The Holy Circle of Karamats: Cape Town, South Africa



The Holy Circle consists of 23 karamats, or tombs of Sufi Muslim Shaykhs, which surround the city of Cape Town.  The geographic location of the karamats forms a sacred belt around the city.  According to local tradition, the ‘Holy Circle’ brings blessings and protects the city of Cape Town against natural disasters.


The tombs are considered places of baraka or blessings and are visited regularly by the Muslim community for prayer and remembrance.  A beautiful tradition in Cape Town is the ‘greeting’ of the tombs before the departure of the pilgrims for hajj, the prescribed pilgrimage to Mecca. The pilgrims visit the karamats and ask for blessing for their journey, while at the same time they thank the forefathers who brought Islam to the Cape for their sacrifices and legacy.

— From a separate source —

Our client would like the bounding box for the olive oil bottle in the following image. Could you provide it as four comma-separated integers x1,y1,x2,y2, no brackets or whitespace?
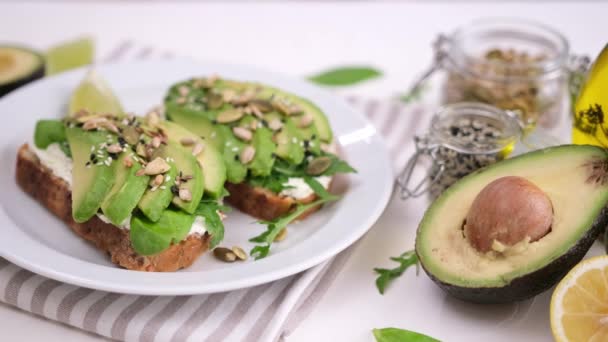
572,45,608,146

All the karamats are located in beautiful natural sanctuaries, from the foothills of Table Mountain to Robben Island, a UNESCO World Heritage Site, where Nelson Mandela was imprisoned. The indigenous vegetation surrounding the tombs forms part of the fynbos family, the smallest in size but most varied floral kingdom in the world, only found in the Cape region of South Africa. 

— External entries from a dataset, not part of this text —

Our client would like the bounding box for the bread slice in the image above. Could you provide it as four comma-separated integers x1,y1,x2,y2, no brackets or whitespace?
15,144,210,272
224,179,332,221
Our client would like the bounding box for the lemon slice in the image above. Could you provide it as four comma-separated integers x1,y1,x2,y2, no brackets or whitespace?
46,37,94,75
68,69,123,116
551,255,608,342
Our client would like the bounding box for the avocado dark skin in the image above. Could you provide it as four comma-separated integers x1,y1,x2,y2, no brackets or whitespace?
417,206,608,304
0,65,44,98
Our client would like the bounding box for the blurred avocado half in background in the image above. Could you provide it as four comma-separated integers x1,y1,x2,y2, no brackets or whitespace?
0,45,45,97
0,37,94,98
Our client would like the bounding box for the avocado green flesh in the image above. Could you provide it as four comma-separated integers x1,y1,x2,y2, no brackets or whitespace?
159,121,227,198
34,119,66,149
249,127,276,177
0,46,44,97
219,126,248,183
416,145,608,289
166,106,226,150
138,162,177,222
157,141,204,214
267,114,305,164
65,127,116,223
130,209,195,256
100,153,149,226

Some of the karamats, like the one of Shaykh Yusuf in Faurie, are categorised as National Heritage Sites, and are thus protected by the heritage legislation.  Others, such as the karamat of Lion’s Head, fall within the borders of the Table Mountain National Park and in a manner they gain protection.  Nevertheless, the majority of the karamats are situated on private land and are subjected to the proprietors’ will.  For example, the karamat of Shaykh Nur ul-Mubeen in Ouderkraal, one of the most revered, is located in a prime spot in the foothills of the Twelve Apostles mountain range and faces the Atlantic Ocean.  The owner of the land has tried to develop the lucrative area on several occasions, causing uproar in the local community, which took to the streets to protest and has had to fight several legal battles to preserve both the religious and natural heritage of the karamat.